Talk: The role of engineering in recent cognitive science

I’ve been invited to give a talk for a seminar series at the Bristol Robotics Laboratory (BRL). The talk is scheduled to happen on the 19th of March at 14:00. Title and abstract below:

The role of engineering in recent cognitive science

For most of the history of cognitive science the practices of hardware engineering and scientific inquiry have been closely intertwined: designing and building robots was a central part of the field’s scientific process. By building robots according to how the mind (supposedly) works, engineering provided cognitive science with the opportunity to validate its hypotheses empirically, and to adjust its theories if substantial practical difficulties arose (e.g. the shift from symbolic A.I. to situated robotics). In this manner the engineered product was not only a tool for – but also itself a target of – scientific research.

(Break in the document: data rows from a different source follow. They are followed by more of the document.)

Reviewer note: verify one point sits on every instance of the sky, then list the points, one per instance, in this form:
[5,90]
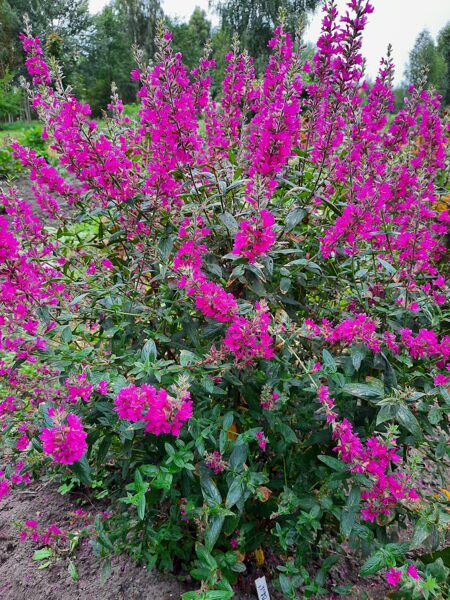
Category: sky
[394,21]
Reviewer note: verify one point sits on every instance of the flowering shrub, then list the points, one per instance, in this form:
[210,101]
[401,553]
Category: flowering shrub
[241,331]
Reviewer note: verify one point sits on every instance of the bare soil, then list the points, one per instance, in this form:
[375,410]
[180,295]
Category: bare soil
[20,578]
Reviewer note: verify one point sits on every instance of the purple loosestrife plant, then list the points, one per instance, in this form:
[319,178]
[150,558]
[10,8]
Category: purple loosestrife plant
[236,327]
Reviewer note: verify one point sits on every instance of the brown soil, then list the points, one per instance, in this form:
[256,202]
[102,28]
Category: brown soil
[20,578]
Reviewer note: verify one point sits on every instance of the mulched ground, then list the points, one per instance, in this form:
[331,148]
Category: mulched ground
[20,578]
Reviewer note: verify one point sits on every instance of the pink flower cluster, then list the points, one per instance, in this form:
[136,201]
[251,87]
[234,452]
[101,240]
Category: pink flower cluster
[161,413]
[394,576]
[50,536]
[361,329]
[373,459]
[256,236]
[36,66]
[16,478]
[66,441]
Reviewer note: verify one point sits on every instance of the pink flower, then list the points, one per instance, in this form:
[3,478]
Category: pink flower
[215,462]
[441,379]
[160,412]
[262,442]
[393,576]
[102,387]
[67,442]
[23,442]
[256,237]
[413,572]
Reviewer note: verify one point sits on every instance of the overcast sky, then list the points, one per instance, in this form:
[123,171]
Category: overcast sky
[394,21]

Nevertheless, nowadays there is a larger split between these two practices. Robotics is mainly focused on practical applications, while its original scientific role has largely been replaced by software simulations. For if it is easier and cheaper to simulate the system than to construct it physically, and if this lack of physicality does not negatively impact on the scientific questions which need to be answered, then why not use a simulation model? Nevertheless, in one growing area of cognitive science, namely sensory augmentation research, the role of hardware engineering is indispensable. Here the design of appropriate physical interfaces and devices can help cognitive scientists to probe the underlying mechanisms of the human mind in ways that would otherwise be inaccessible.

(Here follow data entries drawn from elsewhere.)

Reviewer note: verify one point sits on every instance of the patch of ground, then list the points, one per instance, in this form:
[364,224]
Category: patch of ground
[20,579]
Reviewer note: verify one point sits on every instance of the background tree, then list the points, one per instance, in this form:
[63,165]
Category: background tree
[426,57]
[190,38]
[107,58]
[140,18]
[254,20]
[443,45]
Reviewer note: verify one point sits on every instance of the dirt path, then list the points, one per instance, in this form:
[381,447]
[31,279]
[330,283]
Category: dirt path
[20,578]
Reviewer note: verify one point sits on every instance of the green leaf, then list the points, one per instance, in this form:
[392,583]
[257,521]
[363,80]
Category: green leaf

We present recent work in this area based on the Enactive Torch, a collaborative project between the CCNR and Adam Spiers of BRL.

CFP: Key Issues in Sensory Augmentation Workshop

Together with Jon Bird and Paul Marshall I’m organizing a workshop on key issues related to sensory augmentation interfaces. The second call for participation has just been sent out. You can read the details below:

2nd Call for Participation: Key Issues in Sensory Augmentation Workshop

http://www.esenseproject.org/keyIssuesInSensoryAugmentationWorkshop.html

Dates
Position Paper Submission Deadline: Friday 20 February, 2009.
Workshop: Thursday 26 and Friday 27 March, 2009.

Location
University of Sussex, Brighton, UK.

Read the rest of this entry »

Enactive Artificial Intelligence

The final version of this paper is now available from the Journal of Artificial Intelligence. Since I prefer to read the paper with the (author year) style of referencing, I have made a differently formatted version of the paper available here.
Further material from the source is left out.